Article
When 34-year-old Jen Levinson was diagnosed with stage 2 breast cancer in 2000, the breast cancer world gained a powerful advocate -- but it wasn't Jen, it was her mother.
When 34-year-old Jen Levinson was diagnosed with stage 2 breast cancer in 2000, the breast cancer world gained a powerful advocate — but it wasn’t Jen, it was her mother Liz Wohl, a New York real estate agent.
“As a mother you are used to doing things for your children, but there wasn’t a lot I could do when Jen was diagnosed,” Wohl says. “Jen actually started down the volunteer path when she learned about the Young Survival Coalition (YSC), and we both went to the meetings. Even my mother went, so it was all of us.”
Jen had a 14-month old son when she was diagnosed, and, as he got older, she had to pull back from the travel and meetings — not so her mother. Wohl says she was fine with Jen’s decision, telling her she would be happy to continue her involvement on behalf of her only daughter because that’s what mothers do.
As a member of YSC, Wohl helped create a research agenda for women under 40 and presented the information in a poster presentation at the 2006 SABCS. She was involved in updating the information last year.

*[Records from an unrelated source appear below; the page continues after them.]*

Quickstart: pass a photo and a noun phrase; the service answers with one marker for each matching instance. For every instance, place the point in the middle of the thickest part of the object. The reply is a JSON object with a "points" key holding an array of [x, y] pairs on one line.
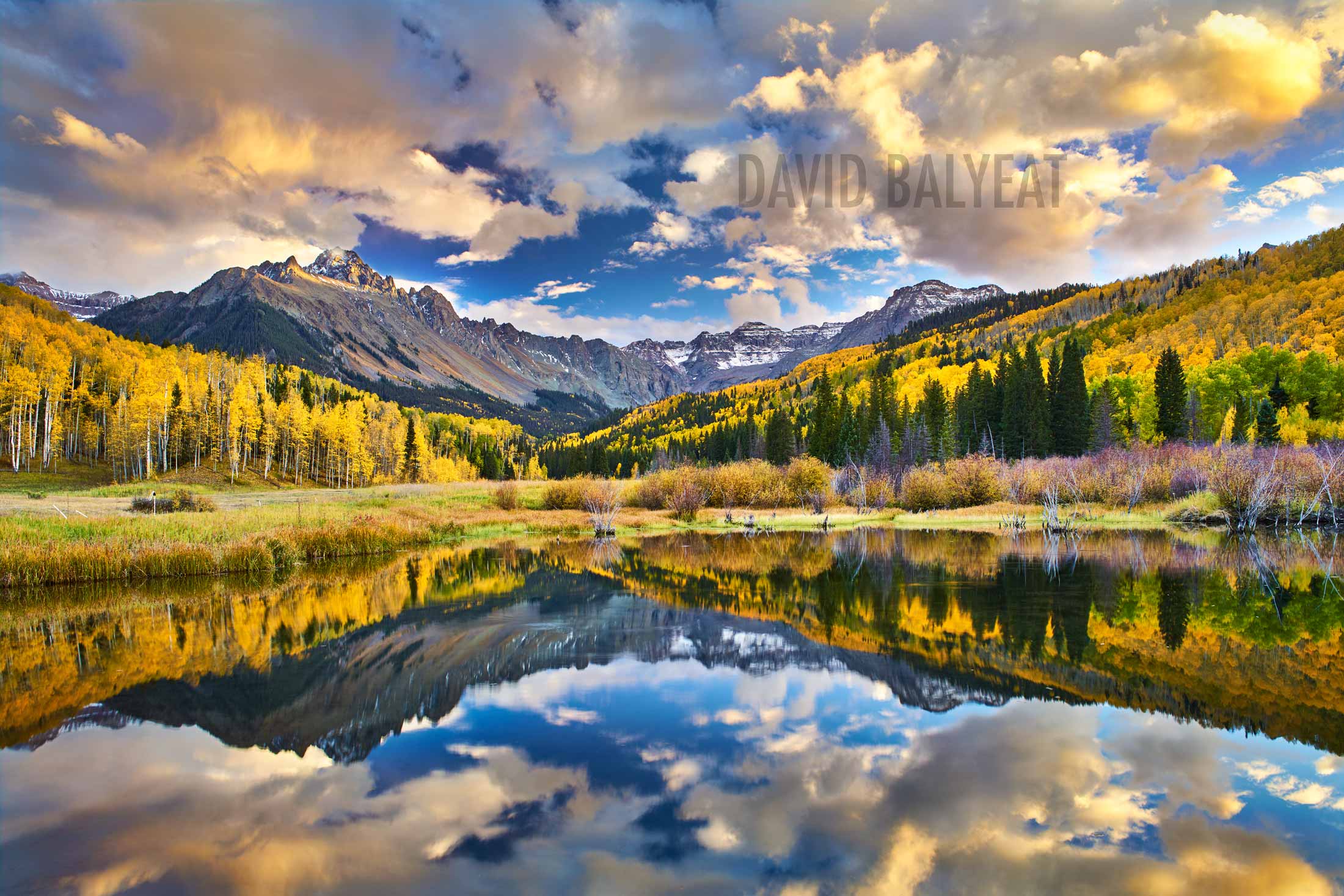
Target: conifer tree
{"points": [[411, 453], [1170, 390], [933, 407], [1070, 421], [1103, 418], [1266, 423], [1241, 420], [778, 439], [1037, 405], [822, 434], [1279, 395], [847, 434], [1012, 415]]}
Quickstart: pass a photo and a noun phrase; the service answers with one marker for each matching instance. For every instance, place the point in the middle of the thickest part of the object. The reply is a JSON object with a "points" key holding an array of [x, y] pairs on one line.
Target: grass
{"points": [[69, 477], [272, 533]]}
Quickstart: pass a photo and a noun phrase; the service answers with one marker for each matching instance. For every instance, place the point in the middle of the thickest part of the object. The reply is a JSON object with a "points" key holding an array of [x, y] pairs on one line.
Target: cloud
{"points": [[1321, 217], [159, 159], [721, 282], [448, 288], [1287, 191], [71, 132], [554, 288]]}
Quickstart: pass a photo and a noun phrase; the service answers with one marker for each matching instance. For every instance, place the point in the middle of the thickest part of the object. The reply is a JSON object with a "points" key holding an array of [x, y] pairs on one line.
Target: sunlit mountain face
{"points": [[800, 713]]}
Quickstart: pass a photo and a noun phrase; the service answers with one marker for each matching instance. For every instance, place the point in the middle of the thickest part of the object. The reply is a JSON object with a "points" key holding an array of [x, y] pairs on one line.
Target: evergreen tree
{"points": [[847, 435], [1037, 405], [778, 439], [1241, 420], [1070, 421], [825, 420], [1170, 388], [933, 409], [1103, 418], [412, 464], [1012, 426], [1279, 395], [1266, 423]]}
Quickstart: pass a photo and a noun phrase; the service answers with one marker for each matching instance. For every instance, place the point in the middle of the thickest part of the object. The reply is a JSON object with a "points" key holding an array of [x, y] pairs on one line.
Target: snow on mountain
{"points": [[756, 349], [81, 305], [343, 318]]}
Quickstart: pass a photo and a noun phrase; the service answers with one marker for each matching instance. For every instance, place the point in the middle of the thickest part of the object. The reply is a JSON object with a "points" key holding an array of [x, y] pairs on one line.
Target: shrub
{"points": [[808, 481], [924, 488], [1244, 486], [566, 495], [972, 480], [506, 495], [601, 501], [686, 497], [179, 501]]}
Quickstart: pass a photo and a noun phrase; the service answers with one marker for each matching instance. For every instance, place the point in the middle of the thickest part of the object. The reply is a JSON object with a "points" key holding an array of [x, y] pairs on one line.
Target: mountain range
{"points": [[340, 318], [81, 305]]}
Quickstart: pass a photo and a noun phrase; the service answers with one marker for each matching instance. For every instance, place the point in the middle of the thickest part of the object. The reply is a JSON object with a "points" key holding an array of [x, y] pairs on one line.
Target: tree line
{"points": [[71, 393]]}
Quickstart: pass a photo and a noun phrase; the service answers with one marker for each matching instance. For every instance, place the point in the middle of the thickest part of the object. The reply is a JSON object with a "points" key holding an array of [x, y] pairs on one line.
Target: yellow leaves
{"points": [[119, 396]]}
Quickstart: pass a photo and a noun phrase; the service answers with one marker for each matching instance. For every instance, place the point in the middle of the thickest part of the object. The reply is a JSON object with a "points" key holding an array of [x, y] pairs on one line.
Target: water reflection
{"points": [[798, 713]]}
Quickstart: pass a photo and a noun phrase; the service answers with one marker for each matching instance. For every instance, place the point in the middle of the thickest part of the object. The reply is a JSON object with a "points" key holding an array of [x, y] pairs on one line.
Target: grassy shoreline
{"points": [[38, 547]]}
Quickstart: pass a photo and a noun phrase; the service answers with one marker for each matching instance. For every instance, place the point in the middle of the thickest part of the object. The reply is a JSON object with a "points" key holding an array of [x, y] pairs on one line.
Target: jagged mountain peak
{"points": [[347, 266], [943, 291], [81, 305]]}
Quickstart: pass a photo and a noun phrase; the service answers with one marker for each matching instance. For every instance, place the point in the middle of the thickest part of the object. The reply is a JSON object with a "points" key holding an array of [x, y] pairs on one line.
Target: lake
{"points": [[858, 712]]}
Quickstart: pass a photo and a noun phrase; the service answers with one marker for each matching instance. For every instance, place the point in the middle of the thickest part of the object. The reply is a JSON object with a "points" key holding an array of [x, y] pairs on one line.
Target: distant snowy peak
{"points": [[81, 305], [750, 351], [937, 294], [906, 305], [348, 268]]}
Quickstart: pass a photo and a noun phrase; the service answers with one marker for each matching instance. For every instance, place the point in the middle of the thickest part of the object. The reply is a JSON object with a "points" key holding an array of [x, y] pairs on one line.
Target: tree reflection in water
{"points": [[820, 712]]}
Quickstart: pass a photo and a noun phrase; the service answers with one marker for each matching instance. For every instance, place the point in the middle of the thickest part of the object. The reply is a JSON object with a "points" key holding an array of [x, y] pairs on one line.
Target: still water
{"points": [[869, 712]]}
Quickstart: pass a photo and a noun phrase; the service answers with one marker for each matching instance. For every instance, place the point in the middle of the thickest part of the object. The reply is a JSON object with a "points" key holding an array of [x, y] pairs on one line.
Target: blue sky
{"points": [[570, 166]]}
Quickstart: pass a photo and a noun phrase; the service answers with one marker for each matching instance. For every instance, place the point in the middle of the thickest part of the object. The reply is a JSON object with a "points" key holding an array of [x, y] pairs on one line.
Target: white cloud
{"points": [[1287, 191], [554, 288], [448, 288]]}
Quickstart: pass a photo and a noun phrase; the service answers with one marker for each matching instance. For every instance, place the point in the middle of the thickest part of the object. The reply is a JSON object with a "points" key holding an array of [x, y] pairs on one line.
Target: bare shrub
{"points": [[1244, 486], [568, 495], [807, 481], [686, 499], [601, 501], [816, 501], [972, 480], [178, 501], [925, 488]]}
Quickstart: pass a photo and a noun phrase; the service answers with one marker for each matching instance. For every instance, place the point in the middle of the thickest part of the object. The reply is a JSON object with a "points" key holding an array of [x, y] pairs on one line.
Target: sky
{"points": [[574, 167]]}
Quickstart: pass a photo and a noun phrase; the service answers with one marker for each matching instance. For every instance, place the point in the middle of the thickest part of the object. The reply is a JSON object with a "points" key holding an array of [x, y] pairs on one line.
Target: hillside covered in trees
{"points": [[1227, 349]]}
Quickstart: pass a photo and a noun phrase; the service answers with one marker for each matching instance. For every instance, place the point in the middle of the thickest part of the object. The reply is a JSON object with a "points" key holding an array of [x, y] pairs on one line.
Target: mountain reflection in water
{"points": [[798, 713]]}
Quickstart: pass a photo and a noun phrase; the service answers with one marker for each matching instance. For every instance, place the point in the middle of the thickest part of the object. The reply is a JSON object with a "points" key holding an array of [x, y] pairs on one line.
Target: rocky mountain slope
{"points": [[760, 351], [82, 305], [341, 318]]}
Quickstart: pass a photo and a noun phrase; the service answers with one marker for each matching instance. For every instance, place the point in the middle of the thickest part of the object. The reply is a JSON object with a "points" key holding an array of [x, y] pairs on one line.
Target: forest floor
{"points": [[84, 531]]}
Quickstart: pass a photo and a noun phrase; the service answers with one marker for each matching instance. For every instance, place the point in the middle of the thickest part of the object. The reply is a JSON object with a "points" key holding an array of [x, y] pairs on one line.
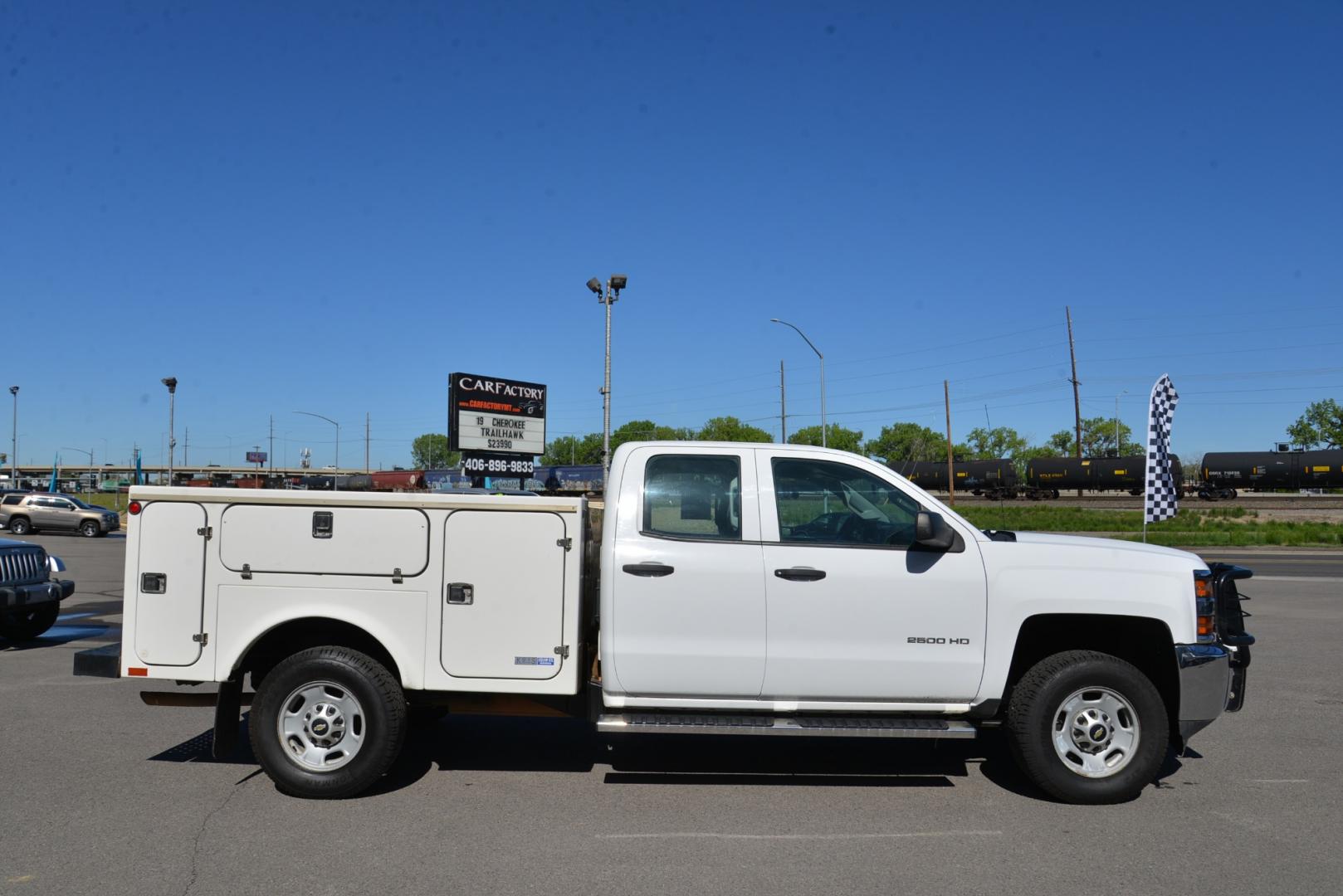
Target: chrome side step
{"points": [[675, 723]]}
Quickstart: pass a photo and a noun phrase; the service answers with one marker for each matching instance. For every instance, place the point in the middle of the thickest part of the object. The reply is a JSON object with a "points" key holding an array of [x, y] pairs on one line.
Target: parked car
{"points": [[30, 598], [54, 512]]}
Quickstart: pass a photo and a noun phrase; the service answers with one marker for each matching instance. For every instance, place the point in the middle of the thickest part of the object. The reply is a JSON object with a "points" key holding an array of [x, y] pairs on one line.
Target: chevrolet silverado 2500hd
{"points": [[735, 589]]}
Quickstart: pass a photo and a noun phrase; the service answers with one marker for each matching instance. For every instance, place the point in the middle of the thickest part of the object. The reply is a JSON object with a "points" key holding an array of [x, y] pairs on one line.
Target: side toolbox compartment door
{"points": [[502, 597], [171, 583]]}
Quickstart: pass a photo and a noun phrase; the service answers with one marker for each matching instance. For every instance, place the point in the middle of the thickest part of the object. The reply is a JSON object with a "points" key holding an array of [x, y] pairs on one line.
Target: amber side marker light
{"points": [[1205, 610]]}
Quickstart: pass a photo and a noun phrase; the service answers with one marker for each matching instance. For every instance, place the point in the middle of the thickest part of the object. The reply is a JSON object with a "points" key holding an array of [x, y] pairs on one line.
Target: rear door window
{"points": [[693, 496]]}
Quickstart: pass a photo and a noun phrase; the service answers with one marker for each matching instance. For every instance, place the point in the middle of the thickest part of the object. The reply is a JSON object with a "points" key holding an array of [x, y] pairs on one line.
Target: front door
{"points": [[688, 597], [856, 610], [169, 583]]}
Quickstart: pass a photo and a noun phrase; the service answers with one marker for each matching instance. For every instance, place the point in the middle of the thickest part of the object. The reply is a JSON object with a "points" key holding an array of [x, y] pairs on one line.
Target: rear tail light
{"points": [[1205, 609]]}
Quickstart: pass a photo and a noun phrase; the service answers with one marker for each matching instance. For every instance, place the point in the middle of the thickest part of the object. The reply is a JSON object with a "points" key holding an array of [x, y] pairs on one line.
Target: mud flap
{"points": [[226, 718]]}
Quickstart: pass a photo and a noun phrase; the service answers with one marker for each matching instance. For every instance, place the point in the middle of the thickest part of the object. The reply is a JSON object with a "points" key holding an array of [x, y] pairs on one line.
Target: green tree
{"points": [[1001, 441], [1321, 423], [901, 442], [430, 451], [1097, 438], [730, 429], [573, 449], [837, 437]]}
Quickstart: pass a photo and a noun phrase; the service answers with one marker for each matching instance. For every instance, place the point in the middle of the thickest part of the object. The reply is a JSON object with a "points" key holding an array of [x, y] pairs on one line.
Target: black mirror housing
{"points": [[931, 531]]}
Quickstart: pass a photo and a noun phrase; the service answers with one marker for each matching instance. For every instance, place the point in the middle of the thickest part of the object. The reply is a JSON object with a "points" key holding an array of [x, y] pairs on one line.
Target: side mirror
{"points": [[931, 531]]}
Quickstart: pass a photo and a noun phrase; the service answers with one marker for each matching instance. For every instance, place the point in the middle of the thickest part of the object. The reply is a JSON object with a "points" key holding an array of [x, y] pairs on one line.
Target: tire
{"points": [[326, 723], [28, 622], [1088, 728]]}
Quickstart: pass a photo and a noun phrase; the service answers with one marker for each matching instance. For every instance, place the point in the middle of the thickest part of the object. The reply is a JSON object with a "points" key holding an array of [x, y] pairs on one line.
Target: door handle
{"points": [[801, 574], [649, 570]]}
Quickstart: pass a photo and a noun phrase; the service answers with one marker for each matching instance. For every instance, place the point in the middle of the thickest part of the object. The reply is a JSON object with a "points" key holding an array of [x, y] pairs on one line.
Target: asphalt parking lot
{"points": [[102, 794]]}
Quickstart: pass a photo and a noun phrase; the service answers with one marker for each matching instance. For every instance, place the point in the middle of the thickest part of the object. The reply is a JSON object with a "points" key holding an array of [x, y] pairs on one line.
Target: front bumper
{"points": [[28, 596], [1212, 680]]}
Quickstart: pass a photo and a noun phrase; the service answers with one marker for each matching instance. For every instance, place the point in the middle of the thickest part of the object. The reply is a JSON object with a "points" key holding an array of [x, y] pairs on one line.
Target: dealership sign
{"points": [[499, 416]]}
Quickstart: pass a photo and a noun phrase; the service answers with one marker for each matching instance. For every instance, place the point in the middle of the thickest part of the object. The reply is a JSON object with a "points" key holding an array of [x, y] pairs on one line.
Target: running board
{"points": [[801, 726]]}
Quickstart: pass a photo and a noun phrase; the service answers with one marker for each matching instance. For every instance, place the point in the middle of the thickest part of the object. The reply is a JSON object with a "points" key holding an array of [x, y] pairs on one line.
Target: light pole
{"points": [[13, 448], [171, 382], [775, 320], [1119, 448], [613, 293], [335, 479], [90, 460]]}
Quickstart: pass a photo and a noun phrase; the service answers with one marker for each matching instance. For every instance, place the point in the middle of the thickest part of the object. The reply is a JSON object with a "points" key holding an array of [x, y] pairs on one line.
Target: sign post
{"points": [[497, 425]]}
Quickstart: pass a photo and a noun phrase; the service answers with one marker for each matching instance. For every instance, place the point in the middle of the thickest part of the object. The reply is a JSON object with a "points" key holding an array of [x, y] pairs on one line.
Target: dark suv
{"points": [[51, 512], [30, 598]]}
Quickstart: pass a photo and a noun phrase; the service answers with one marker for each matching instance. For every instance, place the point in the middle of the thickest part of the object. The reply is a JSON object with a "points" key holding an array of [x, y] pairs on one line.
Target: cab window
{"points": [[828, 503], [693, 497]]}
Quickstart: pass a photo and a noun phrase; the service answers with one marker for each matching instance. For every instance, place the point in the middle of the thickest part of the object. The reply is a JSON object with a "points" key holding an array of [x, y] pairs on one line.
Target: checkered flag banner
{"points": [[1162, 499]]}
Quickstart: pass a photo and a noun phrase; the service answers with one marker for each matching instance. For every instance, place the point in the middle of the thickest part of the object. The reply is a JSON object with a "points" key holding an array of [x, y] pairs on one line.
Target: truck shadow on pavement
{"points": [[491, 743]]}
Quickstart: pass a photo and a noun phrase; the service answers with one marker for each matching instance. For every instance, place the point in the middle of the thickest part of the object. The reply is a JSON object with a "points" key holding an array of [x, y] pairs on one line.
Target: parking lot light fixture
{"points": [[13, 446], [613, 293], [335, 479], [171, 382], [775, 320]]}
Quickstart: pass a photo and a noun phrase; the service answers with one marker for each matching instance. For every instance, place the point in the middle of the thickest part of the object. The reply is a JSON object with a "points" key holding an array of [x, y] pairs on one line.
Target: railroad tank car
{"points": [[1268, 470], [1093, 475], [995, 477]]}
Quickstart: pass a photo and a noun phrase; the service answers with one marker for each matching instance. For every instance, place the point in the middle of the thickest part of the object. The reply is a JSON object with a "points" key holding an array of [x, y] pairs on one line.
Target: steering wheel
{"points": [[852, 529]]}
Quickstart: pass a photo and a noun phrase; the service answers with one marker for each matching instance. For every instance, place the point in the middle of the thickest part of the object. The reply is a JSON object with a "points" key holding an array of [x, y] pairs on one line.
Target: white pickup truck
{"points": [[735, 589]]}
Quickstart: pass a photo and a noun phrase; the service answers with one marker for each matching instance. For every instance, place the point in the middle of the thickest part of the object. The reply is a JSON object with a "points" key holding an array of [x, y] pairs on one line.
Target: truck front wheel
{"points": [[28, 622], [1088, 727], [326, 723]]}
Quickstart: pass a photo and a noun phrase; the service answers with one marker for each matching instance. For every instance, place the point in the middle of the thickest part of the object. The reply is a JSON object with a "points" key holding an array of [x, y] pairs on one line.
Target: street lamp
{"points": [[90, 461], [171, 382], [335, 479], [775, 320], [1119, 448], [13, 448], [613, 293]]}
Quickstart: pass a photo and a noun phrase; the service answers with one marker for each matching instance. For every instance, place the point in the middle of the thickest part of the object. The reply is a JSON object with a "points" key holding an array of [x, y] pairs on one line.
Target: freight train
{"points": [[1227, 472]]}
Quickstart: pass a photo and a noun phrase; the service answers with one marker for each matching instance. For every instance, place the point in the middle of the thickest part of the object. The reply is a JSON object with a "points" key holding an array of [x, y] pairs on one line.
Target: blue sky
{"points": [[330, 207]]}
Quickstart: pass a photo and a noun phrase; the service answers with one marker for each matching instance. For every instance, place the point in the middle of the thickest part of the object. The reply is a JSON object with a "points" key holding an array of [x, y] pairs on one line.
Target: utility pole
{"points": [[951, 475], [1077, 406]]}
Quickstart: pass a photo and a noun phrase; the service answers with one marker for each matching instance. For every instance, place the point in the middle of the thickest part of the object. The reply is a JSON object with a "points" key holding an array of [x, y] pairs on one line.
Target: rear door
{"points": [[502, 599], [688, 577], [171, 583]]}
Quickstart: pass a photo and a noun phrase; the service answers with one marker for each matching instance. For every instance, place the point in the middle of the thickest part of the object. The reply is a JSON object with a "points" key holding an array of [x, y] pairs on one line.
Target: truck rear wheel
{"points": [[326, 723], [1088, 727], [28, 622]]}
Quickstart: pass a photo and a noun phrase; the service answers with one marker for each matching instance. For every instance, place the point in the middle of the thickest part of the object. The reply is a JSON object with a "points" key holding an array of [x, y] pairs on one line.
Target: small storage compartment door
{"points": [[502, 596], [169, 583]]}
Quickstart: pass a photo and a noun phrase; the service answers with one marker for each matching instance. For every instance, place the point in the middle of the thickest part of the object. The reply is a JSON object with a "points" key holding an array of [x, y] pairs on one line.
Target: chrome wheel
{"points": [[321, 726], [1095, 733]]}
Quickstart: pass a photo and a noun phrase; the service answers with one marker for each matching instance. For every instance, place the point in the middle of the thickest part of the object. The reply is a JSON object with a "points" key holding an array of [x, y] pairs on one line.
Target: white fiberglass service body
{"points": [[886, 629], [212, 571]]}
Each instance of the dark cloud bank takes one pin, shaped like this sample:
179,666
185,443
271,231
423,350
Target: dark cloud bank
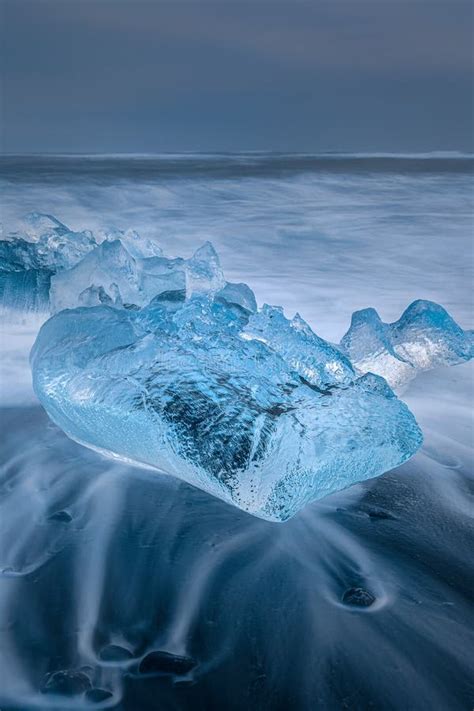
136,76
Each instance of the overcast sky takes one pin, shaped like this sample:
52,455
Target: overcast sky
150,76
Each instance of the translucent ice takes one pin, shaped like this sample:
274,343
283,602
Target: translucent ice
179,386
315,360
424,337
161,362
28,260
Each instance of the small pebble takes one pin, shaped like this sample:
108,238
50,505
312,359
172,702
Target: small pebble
98,695
358,597
165,663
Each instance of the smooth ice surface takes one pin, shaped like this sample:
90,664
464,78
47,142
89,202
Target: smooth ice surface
424,337
248,405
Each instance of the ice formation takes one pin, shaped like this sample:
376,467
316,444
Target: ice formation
163,363
424,337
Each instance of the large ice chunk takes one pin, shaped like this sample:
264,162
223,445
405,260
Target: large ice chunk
191,387
424,337
132,281
314,359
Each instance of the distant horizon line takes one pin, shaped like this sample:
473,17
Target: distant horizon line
440,154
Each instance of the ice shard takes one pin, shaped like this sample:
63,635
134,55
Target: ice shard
424,337
178,386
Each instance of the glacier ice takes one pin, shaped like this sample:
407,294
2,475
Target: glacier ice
163,363
424,337
183,392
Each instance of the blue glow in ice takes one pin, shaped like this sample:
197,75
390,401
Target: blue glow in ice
168,366
424,337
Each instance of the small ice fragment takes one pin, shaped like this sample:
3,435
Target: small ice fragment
424,337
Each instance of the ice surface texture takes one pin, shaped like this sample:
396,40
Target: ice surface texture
424,337
183,391
168,366
163,363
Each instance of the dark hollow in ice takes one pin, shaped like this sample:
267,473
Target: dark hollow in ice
358,597
98,695
115,653
165,663
67,683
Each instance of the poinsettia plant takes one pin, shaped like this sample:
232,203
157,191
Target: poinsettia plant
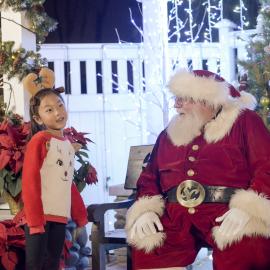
13,140
86,174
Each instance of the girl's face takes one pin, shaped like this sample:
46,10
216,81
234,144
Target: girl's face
52,114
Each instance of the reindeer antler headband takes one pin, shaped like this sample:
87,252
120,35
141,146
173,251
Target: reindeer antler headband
45,78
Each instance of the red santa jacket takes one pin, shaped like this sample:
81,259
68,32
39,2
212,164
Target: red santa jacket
47,189
233,151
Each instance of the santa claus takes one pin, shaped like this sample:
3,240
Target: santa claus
207,182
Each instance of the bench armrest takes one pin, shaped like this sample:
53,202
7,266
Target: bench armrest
96,211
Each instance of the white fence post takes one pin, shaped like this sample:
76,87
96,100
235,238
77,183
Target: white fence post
227,58
11,31
155,37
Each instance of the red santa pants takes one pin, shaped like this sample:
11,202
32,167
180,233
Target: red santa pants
187,233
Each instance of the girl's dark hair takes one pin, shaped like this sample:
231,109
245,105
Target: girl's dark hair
34,106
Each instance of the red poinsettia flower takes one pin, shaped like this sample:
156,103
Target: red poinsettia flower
12,144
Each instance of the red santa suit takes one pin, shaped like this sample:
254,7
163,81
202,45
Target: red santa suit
47,189
232,152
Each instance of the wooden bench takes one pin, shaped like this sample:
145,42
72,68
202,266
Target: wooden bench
103,241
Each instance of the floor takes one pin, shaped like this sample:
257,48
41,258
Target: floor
203,261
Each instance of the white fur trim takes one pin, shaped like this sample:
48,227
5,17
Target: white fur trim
149,243
219,127
186,84
145,204
247,100
257,206
142,205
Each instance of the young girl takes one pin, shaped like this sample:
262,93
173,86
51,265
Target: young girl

Like many advocates, Wohl wants more collaboration between researchers for important goals.
“It is the paper that never gets published and it’s a tremendous waste of resources. We need to do it differently,” she says.
Wohl is also the New York City field coordinator for the National Breast Cancer Coalition (NBCC) and president of the New York State Breast Cancer Network. In those capacities she works toward the 20/20 deadline set by NBCC to end breast cancer.
A major part of the initiative is passing the Accelerating the End of Breast Cancer Act, which focuses on identifying strategies to prevent breast cancer from developing, and to prevent metastasis. The passage of the act would create the Commission to Accelerate the End of Breast Cancer, which would be comprised of the best minds in biomedical research, business, breast cancer advocacy, and other related and unrelated disciplines.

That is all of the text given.